Barnawi formed a splinter group called “Islamic State in West Africa Province” and launched a bitter factional battle against Shekau’s rump Boko Haram, which also called itself ISWAP for a time, before rebranding as Jama’tu Ahlis Sunna Lidda’awati wal-Jihad (JAS). 

This was the name chosen for the group by its founding leader, Barnawi’s father Mohammed Yusuf, before the insurgents settled on the pithier name Boko Haram. The original name means “People Committed to the Prophet’s Teachings for Propagation and Jihad” in Arabic, while Boko Haram means “Western Learning Is Forbidden.” Most foreign observers continue referring to Shekau loyalists as Boko Haram.
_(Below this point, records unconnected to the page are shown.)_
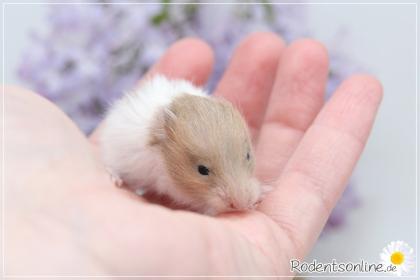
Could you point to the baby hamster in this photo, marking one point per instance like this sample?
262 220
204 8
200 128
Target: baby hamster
169 137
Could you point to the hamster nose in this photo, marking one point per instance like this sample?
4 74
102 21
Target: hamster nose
239 207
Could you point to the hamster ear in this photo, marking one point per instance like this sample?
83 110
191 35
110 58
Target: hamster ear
164 119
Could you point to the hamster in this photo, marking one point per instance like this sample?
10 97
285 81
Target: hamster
171 138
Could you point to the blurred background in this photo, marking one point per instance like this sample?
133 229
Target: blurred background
84 56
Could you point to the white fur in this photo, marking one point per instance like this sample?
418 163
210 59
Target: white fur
124 139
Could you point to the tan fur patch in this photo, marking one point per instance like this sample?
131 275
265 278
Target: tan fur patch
204 131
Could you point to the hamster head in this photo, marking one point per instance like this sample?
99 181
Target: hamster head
208 153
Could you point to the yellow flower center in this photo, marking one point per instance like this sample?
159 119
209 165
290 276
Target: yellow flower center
397 258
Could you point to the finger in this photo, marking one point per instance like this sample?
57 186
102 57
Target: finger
298 95
316 175
189 59
250 75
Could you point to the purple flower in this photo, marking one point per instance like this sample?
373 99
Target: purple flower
91 54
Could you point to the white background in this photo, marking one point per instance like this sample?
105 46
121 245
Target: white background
383 39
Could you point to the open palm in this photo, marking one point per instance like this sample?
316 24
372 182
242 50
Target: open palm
64 217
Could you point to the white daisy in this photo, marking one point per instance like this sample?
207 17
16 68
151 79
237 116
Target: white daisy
399 254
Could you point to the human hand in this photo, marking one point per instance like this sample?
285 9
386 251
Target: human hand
64 217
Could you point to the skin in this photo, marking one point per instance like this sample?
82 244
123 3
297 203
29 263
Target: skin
64 216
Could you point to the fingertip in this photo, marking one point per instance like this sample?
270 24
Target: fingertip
189 58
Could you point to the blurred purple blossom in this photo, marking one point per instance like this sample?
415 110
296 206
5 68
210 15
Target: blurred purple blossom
91 54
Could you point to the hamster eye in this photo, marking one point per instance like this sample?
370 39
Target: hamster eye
203 170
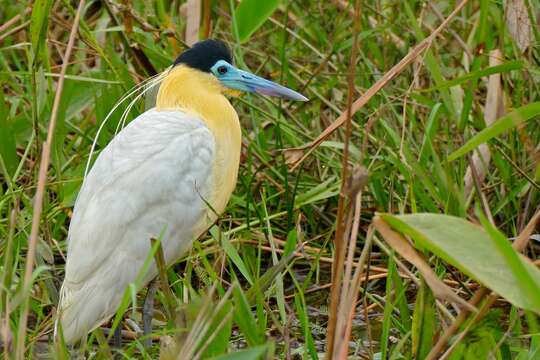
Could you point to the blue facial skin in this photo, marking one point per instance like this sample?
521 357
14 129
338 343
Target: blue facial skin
237 79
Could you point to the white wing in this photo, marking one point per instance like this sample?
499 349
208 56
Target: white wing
151 179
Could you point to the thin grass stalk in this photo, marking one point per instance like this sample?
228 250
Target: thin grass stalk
161 265
397 69
352 297
343 312
339 250
40 192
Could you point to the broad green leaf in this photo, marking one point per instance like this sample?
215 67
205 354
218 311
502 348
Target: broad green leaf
505 123
472 250
251 14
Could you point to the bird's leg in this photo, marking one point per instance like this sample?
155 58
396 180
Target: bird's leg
148 312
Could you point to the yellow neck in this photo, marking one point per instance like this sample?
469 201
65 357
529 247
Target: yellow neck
200 93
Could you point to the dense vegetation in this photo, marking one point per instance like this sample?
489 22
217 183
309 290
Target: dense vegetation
260 280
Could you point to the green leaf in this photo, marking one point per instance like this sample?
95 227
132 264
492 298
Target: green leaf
505 123
472 250
253 353
509 66
251 14
244 318
38 25
231 252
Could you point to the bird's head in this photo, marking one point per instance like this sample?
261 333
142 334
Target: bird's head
212 57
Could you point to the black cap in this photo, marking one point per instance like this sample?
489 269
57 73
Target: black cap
204 54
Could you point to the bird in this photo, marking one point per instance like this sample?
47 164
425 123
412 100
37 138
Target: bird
168 174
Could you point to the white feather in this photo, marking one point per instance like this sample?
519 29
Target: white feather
152 177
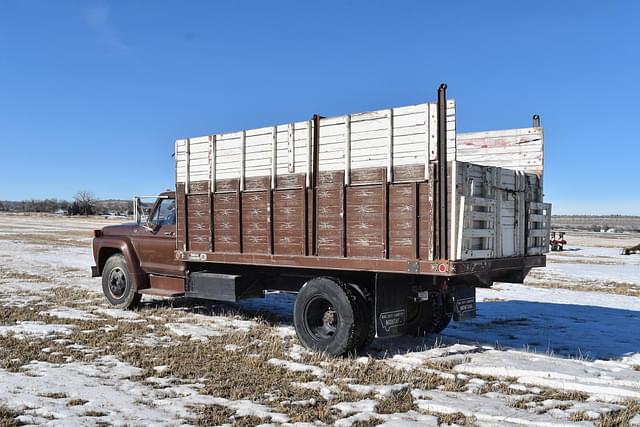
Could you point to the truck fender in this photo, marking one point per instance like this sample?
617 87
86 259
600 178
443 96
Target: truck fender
108 246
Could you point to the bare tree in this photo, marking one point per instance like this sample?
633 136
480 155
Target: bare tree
85 202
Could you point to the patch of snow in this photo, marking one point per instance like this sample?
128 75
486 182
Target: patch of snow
35 328
247 408
195 332
381 391
487 410
609 381
561 321
366 405
69 313
105 386
298 367
232 347
326 392
117 313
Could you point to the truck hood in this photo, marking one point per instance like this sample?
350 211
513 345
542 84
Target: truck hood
119 230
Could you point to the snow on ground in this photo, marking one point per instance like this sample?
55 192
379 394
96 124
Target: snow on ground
101 391
510 366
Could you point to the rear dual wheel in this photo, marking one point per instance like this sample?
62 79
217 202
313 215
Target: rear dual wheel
431 316
117 285
333 317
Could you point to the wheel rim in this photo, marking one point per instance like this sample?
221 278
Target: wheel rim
321 319
117 282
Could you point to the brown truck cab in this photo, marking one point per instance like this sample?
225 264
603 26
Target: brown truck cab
384 222
139 257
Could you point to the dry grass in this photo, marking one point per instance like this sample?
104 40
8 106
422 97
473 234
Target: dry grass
579 416
76 402
564 398
399 401
7 273
54 238
610 287
54 395
8 417
457 418
621 417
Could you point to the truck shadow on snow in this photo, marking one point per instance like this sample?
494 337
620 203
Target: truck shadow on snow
566 330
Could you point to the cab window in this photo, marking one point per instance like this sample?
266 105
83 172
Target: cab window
165 213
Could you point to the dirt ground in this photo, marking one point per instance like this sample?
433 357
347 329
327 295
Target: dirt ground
558 350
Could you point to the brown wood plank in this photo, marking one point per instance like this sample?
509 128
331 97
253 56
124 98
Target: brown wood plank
292 180
181 229
408 173
402 220
425 220
329 213
198 187
288 227
257 183
255 222
366 219
226 226
368 176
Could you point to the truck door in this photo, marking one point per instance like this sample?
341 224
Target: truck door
157 242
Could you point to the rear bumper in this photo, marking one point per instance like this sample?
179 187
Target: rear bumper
495 264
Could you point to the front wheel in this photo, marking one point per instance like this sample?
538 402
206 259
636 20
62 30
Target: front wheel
117 285
328 317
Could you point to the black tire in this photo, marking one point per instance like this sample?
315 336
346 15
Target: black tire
431 316
328 318
366 302
446 313
117 285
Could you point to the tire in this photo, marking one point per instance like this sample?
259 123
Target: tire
366 302
445 313
328 317
431 316
117 285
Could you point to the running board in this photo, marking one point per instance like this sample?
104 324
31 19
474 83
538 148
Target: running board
222 287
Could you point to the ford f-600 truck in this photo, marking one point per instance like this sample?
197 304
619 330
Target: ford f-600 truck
383 222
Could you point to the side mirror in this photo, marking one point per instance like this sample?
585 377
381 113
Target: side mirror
137 210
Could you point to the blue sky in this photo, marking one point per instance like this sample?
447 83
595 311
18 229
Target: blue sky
93 93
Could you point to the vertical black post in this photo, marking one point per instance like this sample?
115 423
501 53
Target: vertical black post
442 201
536 121
315 155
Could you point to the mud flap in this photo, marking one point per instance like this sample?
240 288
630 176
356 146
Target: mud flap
391 297
464 303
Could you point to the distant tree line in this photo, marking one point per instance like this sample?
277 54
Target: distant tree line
83 203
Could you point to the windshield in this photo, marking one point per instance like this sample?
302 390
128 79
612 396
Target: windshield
165 213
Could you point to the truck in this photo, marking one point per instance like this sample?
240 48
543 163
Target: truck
384 222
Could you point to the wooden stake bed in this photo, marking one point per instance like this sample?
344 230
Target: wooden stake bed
358 192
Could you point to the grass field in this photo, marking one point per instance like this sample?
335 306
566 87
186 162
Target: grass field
562 349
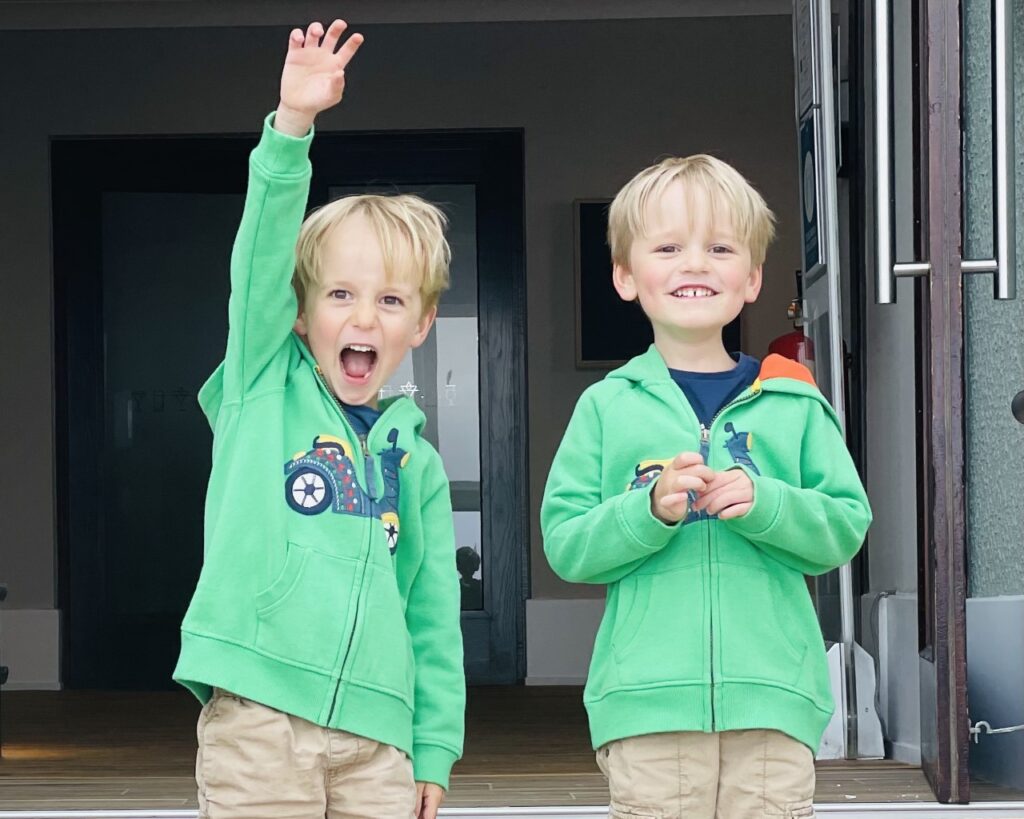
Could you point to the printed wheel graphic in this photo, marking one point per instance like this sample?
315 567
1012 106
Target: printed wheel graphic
308 491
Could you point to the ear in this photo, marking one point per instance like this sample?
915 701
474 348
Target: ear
625 286
754 285
426 321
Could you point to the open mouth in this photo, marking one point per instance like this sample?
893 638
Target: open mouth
357 361
693 292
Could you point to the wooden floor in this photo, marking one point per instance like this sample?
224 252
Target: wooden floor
524 746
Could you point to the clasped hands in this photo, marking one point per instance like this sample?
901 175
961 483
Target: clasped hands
727 494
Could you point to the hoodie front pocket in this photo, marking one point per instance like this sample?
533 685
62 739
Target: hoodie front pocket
301 616
383 654
658 630
760 638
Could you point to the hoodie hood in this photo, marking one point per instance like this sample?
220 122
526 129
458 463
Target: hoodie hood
778 374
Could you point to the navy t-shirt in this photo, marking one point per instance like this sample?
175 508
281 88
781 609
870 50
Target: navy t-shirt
361 418
709 392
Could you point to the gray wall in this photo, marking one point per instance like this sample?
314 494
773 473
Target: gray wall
598 100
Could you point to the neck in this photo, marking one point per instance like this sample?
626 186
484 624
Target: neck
695 352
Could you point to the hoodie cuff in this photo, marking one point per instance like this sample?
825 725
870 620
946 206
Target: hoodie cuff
433 764
766 508
281 154
637 518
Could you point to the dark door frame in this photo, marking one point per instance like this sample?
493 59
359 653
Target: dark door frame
942 507
83 168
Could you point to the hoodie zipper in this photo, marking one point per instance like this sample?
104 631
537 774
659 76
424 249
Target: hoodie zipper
706 453
369 473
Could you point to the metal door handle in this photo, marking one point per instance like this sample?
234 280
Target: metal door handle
1017 406
1005 263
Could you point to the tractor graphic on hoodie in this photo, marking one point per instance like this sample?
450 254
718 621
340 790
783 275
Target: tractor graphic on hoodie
324 477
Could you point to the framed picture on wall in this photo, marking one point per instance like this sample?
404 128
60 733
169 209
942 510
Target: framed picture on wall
608 331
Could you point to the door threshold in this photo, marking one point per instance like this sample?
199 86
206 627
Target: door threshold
916 810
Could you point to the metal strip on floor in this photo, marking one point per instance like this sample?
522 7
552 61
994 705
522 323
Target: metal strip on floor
914 810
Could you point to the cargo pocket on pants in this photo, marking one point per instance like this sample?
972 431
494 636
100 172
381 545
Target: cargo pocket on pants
620 811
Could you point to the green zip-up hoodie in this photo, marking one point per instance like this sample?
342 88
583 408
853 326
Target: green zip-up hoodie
708 623
329 588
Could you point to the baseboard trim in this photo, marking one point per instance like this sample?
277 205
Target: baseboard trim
30 641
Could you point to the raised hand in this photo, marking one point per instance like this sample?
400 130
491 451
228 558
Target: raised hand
313 77
670 498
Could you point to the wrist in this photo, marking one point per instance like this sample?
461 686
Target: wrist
662 515
292 122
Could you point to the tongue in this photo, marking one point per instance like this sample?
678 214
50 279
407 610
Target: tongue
357 363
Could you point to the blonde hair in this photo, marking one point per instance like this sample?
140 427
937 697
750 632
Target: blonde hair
708 182
411 232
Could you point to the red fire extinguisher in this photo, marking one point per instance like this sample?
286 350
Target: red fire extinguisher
796 345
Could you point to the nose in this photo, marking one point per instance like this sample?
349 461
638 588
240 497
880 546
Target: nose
365 314
693 259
As VOA noted, ISWAP initially distinguished itself from Boko Haram by targeting the Nigerian military instead of random villagers, and by pledging to avoid attacks on mosques – a habit of Shekau’s supposedly frowned upon by top ISIS leaders. Soon ISWAP expanded into “targeting civilians working for international aid organizations in the northeast in a series of kidnappings and killings.”

According to Barnawi, Shekau was deemed an “apostate” against Islam by ISIS leadership, which tasked Barnawi’s cell with hunting him down. ISWAP claims Barnawi ran away from a losing battle against its forces and killed himself with a suicide bomb vest to avoid capture.

After Shekau was liquidated, thousands of his Boko Haram loyalists chose to surrender to the Nigerian government instead of switching allegiance to Barnawi. The Nigerian commander of the Multinational Joint Task Force (MNJTF) in the Lake Chad region said earlier this week that “about 3,000 Boko Haram members have surrendered” since the beginning of August.

Some Boko Haram fighters remain active in the Lake Chad region claimed by ISWAP as its turf, periodically clashing with Barnawi’s forces. If Barnawi is indeed dead, he may have been killed in such a skirmish.

France24 on Thursday cited Nigerian media reports that said Barnawi was actually killed sometime in late August, but there are varying accounts of exactly how he died. Nigeria’s Daily Trust quoted some sources who said Barnawi was killed near Lake Chad by Nigerian troops, while others said he was ambushed by rivals during a power struggle within ISWAP.